My editor and agent needed Kleenex for THE LAST OCTOBER SKY, as did I when I was writing and revising it. I joked with them that, as we gave away promotional m&ms with review copies of DAYS OF SPLENDOR, DAYS OF SORROW, perhaps we should send out promotional tissue packets with the final novel. There are, however, many uplifting moments. When push came to shove during the fnal years (and this is part of the historical record), Marie Antoinette came into her own as a leader. I think in some respects, she really didn’t become a queen, in the regal, take-charge, sense of the job, until after the fall of the Bastille. Louis became despondent and despairing and oftentimes paralytically unable to make a decision. It was Marie Antoinette who took control and tried to orchestrate the royal family’s rescue or escape. So there are many hopeful moments in the novel. Marie Antoinette never gave up. And so, even though the reader already knows the awful denouement, because the queen never stopped trying, and hoping, that indomitable spirit pervades the first-person narrative of THE LAST OCTOBER SKY.
What books do you recommend reading for more in-depth information on this maligned Queen and the French Revolution, fiction or non-fiction?
I researched Marie Antoinette’s life and times extensively and each of the novels in the trilogy has a bibliography in the back of the book. For nonfiction, among the many books about Marie Antoinette, Antonia Fraser and Evelyne Lever have written exemplary biographies of her and Olivier Bernier has edited a collection of her letters.

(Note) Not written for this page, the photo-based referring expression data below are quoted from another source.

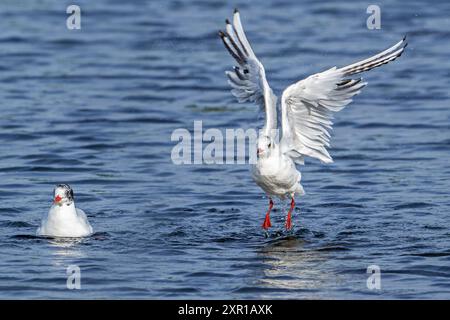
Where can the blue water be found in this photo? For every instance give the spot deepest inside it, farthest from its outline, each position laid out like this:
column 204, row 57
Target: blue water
column 96, row 107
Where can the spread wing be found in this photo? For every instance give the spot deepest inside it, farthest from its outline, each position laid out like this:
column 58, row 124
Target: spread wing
column 307, row 106
column 248, row 79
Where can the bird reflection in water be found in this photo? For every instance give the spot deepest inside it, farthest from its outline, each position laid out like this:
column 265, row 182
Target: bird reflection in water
column 291, row 265
column 67, row 248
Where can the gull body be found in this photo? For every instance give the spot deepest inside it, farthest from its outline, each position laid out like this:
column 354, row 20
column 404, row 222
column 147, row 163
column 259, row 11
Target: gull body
column 306, row 108
column 64, row 219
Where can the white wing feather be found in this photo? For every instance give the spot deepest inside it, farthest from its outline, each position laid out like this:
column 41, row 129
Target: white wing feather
column 248, row 80
column 307, row 106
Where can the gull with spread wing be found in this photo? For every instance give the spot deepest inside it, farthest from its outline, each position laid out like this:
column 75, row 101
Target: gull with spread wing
column 307, row 108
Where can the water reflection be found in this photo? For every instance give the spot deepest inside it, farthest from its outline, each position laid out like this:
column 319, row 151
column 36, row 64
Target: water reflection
column 66, row 248
column 289, row 264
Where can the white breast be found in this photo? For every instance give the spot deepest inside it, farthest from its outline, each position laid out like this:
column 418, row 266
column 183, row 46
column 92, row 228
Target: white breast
column 277, row 176
column 65, row 221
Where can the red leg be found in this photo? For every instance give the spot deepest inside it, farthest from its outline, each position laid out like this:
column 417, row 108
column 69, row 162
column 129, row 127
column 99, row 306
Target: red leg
column 266, row 224
column 288, row 223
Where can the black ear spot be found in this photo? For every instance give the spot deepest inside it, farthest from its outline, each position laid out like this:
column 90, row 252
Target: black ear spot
column 69, row 194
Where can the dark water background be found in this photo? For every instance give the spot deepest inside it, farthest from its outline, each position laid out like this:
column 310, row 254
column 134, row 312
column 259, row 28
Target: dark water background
column 95, row 108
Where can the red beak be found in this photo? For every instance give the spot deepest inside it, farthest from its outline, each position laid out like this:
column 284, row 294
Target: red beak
column 57, row 199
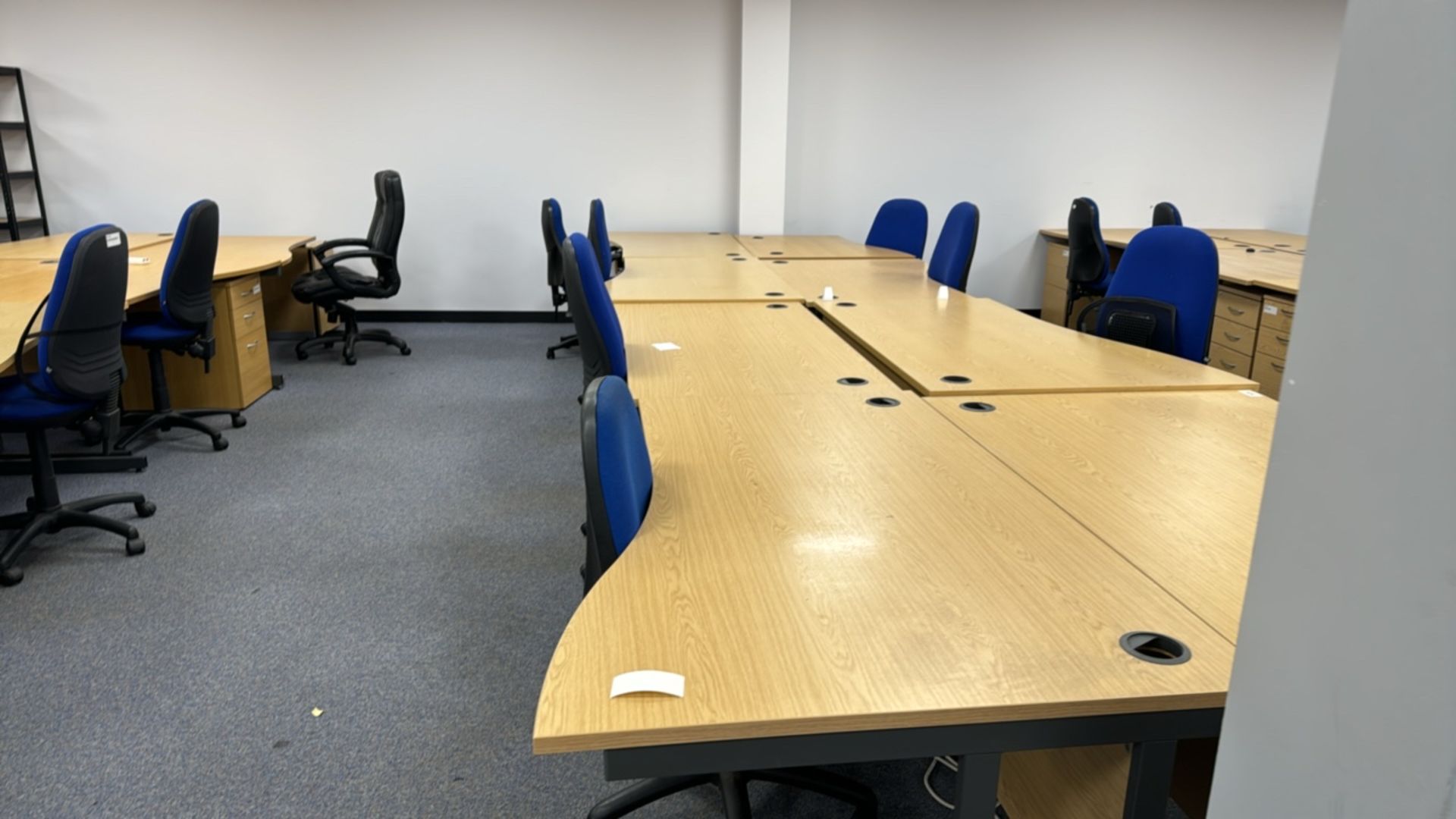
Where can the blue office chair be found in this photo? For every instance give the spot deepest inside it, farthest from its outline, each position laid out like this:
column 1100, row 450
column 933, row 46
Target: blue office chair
column 619, row 490
column 555, row 234
column 900, row 224
column 184, row 327
column 80, row 371
column 1163, row 297
column 1166, row 213
column 951, row 261
column 603, row 352
column 1090, row 267
column 609, row 254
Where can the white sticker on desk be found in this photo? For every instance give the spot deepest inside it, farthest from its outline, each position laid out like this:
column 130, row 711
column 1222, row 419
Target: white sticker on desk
column 648, row 682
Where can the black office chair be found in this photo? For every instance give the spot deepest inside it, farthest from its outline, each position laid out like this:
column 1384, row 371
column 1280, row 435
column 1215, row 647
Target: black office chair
column 555, row 234
column 184, row 327
column 1090, row 267
column 80, row 369
column 334, row 284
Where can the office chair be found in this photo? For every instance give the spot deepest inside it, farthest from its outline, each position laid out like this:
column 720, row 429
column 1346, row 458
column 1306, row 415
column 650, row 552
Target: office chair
column 1090, row 267
column 619, row 488
column 1164, row 293
column 603, row 352
column 609, row 254
column 555, row 234
column 184, row 327
column 900, row 224
column 80, row 369
column 1166, row 213
column 956, row 245
column 334, row 284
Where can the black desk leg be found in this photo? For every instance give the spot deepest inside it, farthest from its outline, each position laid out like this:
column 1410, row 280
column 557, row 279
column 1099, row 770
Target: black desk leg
column 1149, row 780
column 976, row 784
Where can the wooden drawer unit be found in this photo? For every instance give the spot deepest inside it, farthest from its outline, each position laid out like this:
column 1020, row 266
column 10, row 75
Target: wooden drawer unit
column 1229, row 360
column 1238, row 308
column 1269, row 372
column 1234, row 335
column 240, row 368
column 1279, row 314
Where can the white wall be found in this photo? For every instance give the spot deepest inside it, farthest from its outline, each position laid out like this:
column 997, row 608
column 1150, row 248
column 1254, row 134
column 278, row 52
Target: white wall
column 281, row 111
column 1343, row 701
column 1218, row 105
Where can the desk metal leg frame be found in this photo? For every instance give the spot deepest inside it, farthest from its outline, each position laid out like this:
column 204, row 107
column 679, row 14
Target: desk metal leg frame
column 1153, row 738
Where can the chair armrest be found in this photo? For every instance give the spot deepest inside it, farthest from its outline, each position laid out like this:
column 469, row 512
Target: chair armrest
column 319, row 249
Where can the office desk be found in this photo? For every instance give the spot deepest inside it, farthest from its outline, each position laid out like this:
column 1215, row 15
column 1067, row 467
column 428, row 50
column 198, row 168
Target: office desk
column 814, row 248
column 641, row 245
column 840, row 582
column 739, row 349
column 858, row 280
column 52, row 246
column 999, row 350
column 699, row 279
column 1169, row 480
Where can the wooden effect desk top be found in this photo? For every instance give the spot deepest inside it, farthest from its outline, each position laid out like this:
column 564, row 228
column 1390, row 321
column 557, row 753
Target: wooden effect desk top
column 1008, row 352
column 814, row 248
column 858, row 280
column 816, row 564
column 699, row 279
column 1169, row 480
column 52, row 246
column 639, row 245
column 737, row 349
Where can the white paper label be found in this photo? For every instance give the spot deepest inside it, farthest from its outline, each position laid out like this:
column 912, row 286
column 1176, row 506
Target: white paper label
column 648, row 682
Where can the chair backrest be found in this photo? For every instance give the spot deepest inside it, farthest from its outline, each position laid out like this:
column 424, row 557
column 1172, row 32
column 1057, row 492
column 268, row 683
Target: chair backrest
column 598, row 231
column 187, row 280
column 603, row 353
column 1166, row 213
column 1178, row 267
column 900, row 224
column 618, row 471
column 555, row 235
column 386, row 224
column 951, row 261
column 1088, row 261
column 80, row 333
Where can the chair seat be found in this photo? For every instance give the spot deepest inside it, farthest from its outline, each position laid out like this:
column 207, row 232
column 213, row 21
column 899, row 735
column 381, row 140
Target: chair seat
column 319, row 287
column 156, row 333
column 20, row 407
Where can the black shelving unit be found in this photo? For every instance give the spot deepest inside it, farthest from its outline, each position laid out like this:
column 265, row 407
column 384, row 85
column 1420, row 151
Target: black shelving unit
column 19, row 224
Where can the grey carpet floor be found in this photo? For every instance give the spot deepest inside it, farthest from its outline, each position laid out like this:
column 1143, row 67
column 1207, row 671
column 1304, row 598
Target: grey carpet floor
column 394, row 544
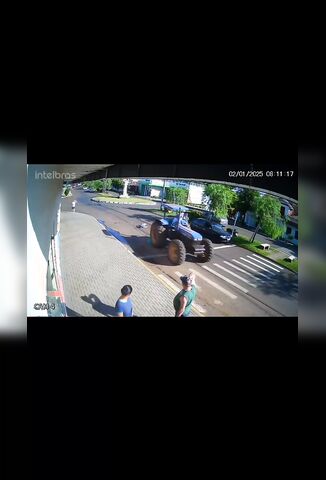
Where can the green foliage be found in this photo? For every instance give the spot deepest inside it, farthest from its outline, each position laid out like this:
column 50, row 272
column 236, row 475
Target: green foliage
column 247, row 200
column 221, row 199
column 176, row 195
column 107, row 183
column 117, row 183
column 268, row 211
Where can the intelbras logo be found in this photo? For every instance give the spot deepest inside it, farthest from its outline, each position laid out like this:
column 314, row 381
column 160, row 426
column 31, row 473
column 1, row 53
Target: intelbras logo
column 55, row 175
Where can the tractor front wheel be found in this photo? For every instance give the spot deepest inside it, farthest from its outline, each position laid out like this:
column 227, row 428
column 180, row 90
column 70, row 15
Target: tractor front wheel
column 176, row 252
column 209, row 251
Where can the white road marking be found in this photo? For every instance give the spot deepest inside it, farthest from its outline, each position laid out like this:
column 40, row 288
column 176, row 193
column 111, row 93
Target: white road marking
column 155, row 255
column 265, row 264
column 258, row 266
column 177, row 289
column 226, row 279
column 250, row 268
column 218, row 302
column 243, row 271
column 215, row 285
column 235, row 275
column 267, row 261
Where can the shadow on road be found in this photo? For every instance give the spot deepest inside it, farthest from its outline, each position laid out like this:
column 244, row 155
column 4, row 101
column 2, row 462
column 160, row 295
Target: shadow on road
column 72, row 313
column 99, row 306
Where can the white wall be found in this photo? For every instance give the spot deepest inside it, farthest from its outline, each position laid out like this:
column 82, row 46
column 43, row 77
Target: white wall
column 43, row 204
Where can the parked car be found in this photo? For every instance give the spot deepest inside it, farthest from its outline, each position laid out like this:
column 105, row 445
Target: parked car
column 211, row 218
column 212, row 230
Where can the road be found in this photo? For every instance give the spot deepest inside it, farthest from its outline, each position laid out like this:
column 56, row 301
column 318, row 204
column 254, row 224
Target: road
column 234, row 283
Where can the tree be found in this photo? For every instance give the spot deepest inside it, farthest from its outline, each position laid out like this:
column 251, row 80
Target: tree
column 176, row 195
column 268, row 212
column 107, row 183
column 247, row 201
column 221, row 199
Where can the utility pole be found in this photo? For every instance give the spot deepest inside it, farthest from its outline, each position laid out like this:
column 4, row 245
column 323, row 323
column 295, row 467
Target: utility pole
column 163, row 194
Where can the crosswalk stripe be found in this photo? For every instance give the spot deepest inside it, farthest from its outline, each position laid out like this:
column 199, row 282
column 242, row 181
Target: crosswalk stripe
column 257, row 266
column 176, row 289
column 244, row 271
column 250, row 268
column 236, row 275
column 267, row 261
column 178, row 274
column 226, row 279
column 215, row 285
column 265, row 264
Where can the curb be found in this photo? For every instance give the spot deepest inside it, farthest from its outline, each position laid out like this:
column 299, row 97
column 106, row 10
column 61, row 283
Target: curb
column 122, row 203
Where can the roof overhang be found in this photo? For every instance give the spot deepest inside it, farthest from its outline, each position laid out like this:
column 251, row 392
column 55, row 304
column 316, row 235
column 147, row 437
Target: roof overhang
column 218, row 173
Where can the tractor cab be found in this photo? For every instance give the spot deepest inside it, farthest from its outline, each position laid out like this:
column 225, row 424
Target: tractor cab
column 181, row 239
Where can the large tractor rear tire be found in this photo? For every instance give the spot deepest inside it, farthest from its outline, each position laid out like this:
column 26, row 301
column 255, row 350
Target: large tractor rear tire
column 158, row 234
column 209, row 251
column 177, row 252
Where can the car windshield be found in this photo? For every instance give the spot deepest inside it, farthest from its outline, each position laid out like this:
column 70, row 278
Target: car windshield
column 217, row 228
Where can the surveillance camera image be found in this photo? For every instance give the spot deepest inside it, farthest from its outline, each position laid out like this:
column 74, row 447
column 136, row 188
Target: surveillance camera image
column 162, row 240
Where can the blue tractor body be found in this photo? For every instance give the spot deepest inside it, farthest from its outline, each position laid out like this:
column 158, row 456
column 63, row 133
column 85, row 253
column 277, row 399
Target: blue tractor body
column 180, row 237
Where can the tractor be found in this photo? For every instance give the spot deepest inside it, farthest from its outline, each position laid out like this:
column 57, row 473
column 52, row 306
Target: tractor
column 181, row 240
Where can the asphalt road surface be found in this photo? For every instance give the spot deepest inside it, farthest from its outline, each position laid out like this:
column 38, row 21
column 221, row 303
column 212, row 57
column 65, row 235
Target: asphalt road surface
column 235, row 282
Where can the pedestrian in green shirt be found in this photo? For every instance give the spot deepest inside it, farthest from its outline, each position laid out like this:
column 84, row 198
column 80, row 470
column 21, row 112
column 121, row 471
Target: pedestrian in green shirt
column 183, row 300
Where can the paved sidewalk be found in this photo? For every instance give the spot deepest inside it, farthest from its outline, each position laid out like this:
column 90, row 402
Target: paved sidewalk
column 95, row 265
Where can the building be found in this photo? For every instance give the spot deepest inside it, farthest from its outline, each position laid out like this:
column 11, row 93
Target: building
column 154, row 188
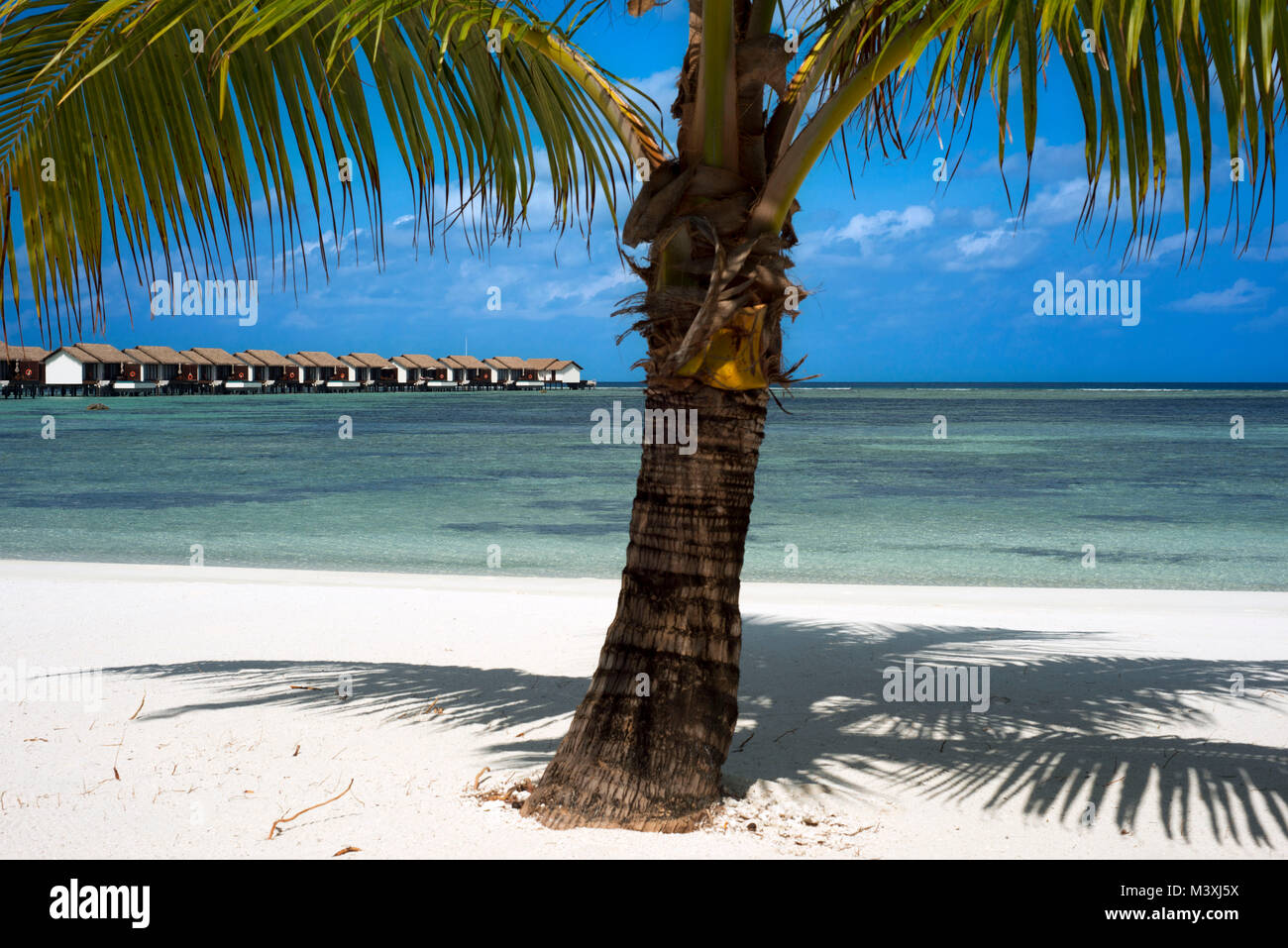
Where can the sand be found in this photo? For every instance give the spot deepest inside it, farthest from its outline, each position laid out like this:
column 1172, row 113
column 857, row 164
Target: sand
column 1121, row 724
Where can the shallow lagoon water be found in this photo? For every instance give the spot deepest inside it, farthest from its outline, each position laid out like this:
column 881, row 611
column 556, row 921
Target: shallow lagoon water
column 851, row 478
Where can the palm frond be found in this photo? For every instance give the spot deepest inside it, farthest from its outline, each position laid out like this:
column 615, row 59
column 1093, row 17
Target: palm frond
column 905, row 69
column 160, row 125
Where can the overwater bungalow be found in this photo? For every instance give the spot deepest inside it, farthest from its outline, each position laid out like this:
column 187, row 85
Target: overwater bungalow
column 226, row 369
column 417, row 369
column 141, row 373
column 21, row 366
column 91, row 368
column 467, row 369
column 370, row 369
column 194, row 372
column 323, row 369
column 557, row 372
column 514, row 372
column 269, row 369
column 88, row 366
column 165, row 365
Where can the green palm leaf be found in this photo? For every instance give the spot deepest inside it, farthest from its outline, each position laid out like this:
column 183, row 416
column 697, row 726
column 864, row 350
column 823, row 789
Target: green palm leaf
column 117, row 124
column 1136, row 65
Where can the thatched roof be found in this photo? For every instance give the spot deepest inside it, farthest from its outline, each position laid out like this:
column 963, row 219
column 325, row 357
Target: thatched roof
column 463, row 363
column 417, row 361
column 322, row 360
column 265, row 357
column 95, row 352
column 141, row 357
column 550, row 365
column 369, row 360
column 163, row 355
column 218, row 357
column 511, row 363
column 22, row 353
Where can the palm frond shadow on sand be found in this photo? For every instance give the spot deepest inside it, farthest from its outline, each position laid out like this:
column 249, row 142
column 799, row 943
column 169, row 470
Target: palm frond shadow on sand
column 1061, row 730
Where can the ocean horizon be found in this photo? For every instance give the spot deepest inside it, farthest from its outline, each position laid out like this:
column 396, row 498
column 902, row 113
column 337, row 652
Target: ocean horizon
column 853, row 485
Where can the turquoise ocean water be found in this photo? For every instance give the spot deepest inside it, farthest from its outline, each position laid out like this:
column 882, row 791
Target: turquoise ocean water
column 851, row 478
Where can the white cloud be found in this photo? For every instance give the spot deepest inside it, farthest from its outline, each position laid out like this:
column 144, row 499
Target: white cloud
column 885, row 224
column 1243, row 292
column 982, row 241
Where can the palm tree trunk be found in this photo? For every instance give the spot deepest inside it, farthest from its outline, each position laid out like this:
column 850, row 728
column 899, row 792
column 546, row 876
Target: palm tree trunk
column 645, row 753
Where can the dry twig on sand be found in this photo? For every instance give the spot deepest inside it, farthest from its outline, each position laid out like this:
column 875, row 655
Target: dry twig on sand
column 509, row 794
column 287, row 819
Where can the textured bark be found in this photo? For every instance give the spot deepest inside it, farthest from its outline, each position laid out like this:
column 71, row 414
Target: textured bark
column 712, row 301
column 653, row 763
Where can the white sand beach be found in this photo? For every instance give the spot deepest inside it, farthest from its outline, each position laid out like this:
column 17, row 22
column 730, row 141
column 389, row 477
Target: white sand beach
column 1122, row 699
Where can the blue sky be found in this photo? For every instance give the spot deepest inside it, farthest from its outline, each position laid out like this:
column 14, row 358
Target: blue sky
column 910, row 279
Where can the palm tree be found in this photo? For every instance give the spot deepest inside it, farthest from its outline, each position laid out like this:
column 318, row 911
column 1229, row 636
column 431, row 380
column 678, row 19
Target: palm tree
column 149, row 111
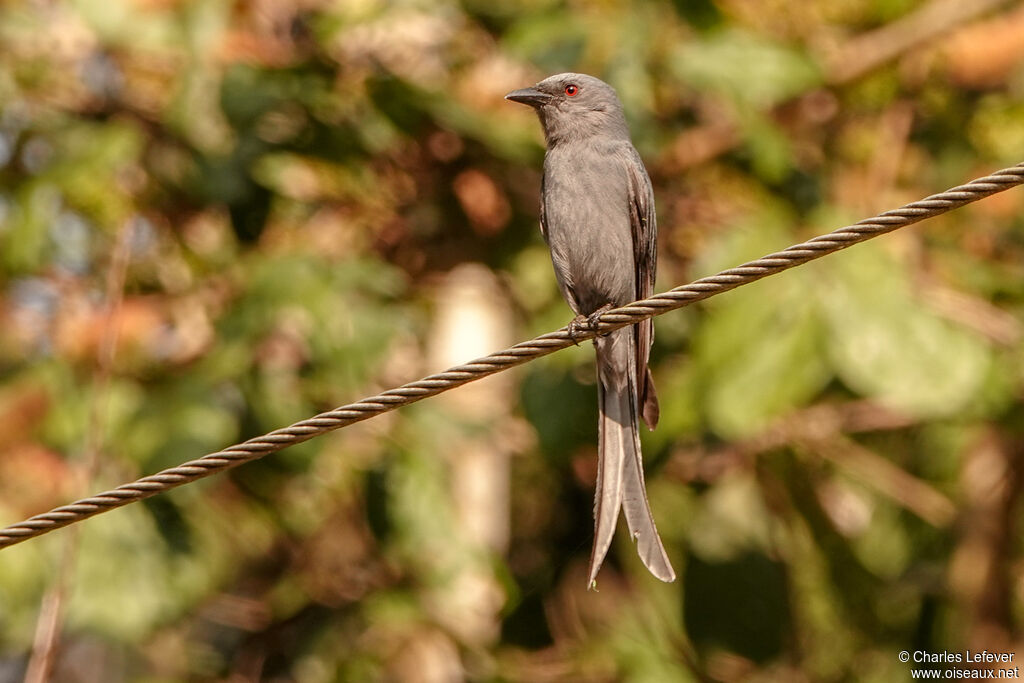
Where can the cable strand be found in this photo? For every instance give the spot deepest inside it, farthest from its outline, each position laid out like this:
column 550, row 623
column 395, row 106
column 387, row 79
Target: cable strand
column 518, row 354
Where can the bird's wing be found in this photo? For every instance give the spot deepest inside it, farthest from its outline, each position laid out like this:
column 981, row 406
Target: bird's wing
column 644, row 226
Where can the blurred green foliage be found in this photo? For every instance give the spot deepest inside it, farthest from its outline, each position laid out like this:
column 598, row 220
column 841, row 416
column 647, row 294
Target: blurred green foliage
column 292, row 186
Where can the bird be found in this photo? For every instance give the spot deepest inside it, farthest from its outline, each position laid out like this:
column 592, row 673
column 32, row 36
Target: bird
column 597, row 217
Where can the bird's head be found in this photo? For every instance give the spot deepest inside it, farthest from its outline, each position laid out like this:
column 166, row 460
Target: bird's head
column 574, row 107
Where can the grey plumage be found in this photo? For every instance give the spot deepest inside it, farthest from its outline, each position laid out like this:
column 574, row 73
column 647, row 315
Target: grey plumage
column 597, row 215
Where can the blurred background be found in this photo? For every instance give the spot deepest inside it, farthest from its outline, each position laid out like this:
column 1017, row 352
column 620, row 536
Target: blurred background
column 217, row 218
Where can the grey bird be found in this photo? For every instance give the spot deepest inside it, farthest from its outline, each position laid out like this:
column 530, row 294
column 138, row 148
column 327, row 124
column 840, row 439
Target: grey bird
column 597, row 215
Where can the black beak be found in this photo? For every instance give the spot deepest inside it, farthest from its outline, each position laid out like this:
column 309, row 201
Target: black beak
column 530, row 96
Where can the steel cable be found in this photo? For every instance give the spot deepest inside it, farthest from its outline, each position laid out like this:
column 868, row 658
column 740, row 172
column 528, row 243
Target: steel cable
column 518, row 354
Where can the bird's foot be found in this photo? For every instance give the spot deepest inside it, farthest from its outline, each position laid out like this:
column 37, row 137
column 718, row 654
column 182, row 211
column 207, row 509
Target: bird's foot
column 595, row 318
column 576, row 326
column 589, row 323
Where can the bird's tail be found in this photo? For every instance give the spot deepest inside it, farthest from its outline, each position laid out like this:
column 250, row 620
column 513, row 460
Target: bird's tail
column 620, row 472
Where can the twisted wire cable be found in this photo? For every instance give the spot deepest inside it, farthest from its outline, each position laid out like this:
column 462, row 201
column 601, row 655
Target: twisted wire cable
column 520, row 353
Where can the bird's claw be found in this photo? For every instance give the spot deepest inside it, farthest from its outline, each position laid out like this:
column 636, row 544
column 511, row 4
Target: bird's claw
column 587, row 323
column 576, row 326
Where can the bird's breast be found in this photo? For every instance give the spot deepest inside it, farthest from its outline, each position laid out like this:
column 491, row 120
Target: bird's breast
column 587, row 219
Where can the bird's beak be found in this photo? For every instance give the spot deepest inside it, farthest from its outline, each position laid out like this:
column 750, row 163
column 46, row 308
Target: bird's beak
column 530, row 96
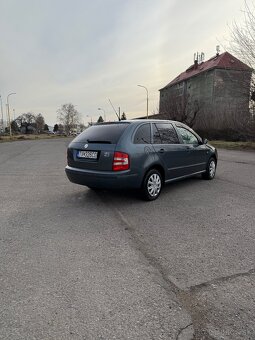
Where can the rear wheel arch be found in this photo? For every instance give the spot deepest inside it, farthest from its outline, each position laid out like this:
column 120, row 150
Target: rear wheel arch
column 157, row 167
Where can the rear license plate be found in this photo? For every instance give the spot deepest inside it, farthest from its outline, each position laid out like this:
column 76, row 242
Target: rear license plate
column 87, row 154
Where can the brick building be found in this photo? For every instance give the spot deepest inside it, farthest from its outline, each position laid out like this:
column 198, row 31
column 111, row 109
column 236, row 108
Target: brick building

Simon Schama’s Citizens provides a comprehensive background to the French Revolution. Stanley Loomis also wrote a double biography of Marie Antoinette and Axel von Fersen titled The Fatal Friendship; and Frances Mossiker’s book about the affair of the necklace (titled The Queen’s Necklace, followed by a lengthy subtitle) includes trial testimony as well as delineating just how comprehensive this scam of the eighteenth century was. I tend to stay away from reading other fiction that is set in the same time period I am writing in, while I am working on a project, and I always feel that if I mention one colleague’s novel, another colleague will wonder why I didn’t mention him or her. But I will say that Michelle Moran’s Madame Tussaud does an excellent job of portraying the atmosphere of the revolution and segments of French society that are not the primary focus of my Marie Antoinette novels, as well as one of the members of the royal family, the king’s sister Madame Elisabeth, who is only a minor character in my trilogy.
After this trilogy is concluded, what is your next writing project?
I am currently researching my next nonfiction book (due to my editor next year), to be titled INGLORIOUS ROYAL MARRIAGES: A DEMIMILLENNIUM OF UNHOLY MISMATRIMONY. Because nearly every royal union was arranged, there is never a shortage of mismatches!
Novels or non-fiction: Which is more enjoyable to write?
Each feeds a different part of my soul, or my brain, and writing in each discipline helps strengthen the other one. I truly enjoy both equally. I’m a history geek and a research wonk. I love learning new things and discovering royals I never knew about, or about whom I had misconceptions, often finding out that everything I’d been taught in school about a given person was propaganda, skewed by history’s winners. And that feeds my fiction and gives me idea about who to write novels about. I fell in love with Marie Antoinette and Louis when I researched their marriage for my nonfiction book (a 2010 release from NAL) NOTORIOUS ROYAL MARRIAGES. The more I learned about the pair of them the more I discovered that they’d been much maligned by their contemporaries and by subsequent generations of historians. I felt I “had” to tell Marie Antoinette’s story—to set the historical record straight, to give her a voice. And the only way to do that, freely and creatively, was through the medium of fiction, where I could defend the actual facts from her perspective.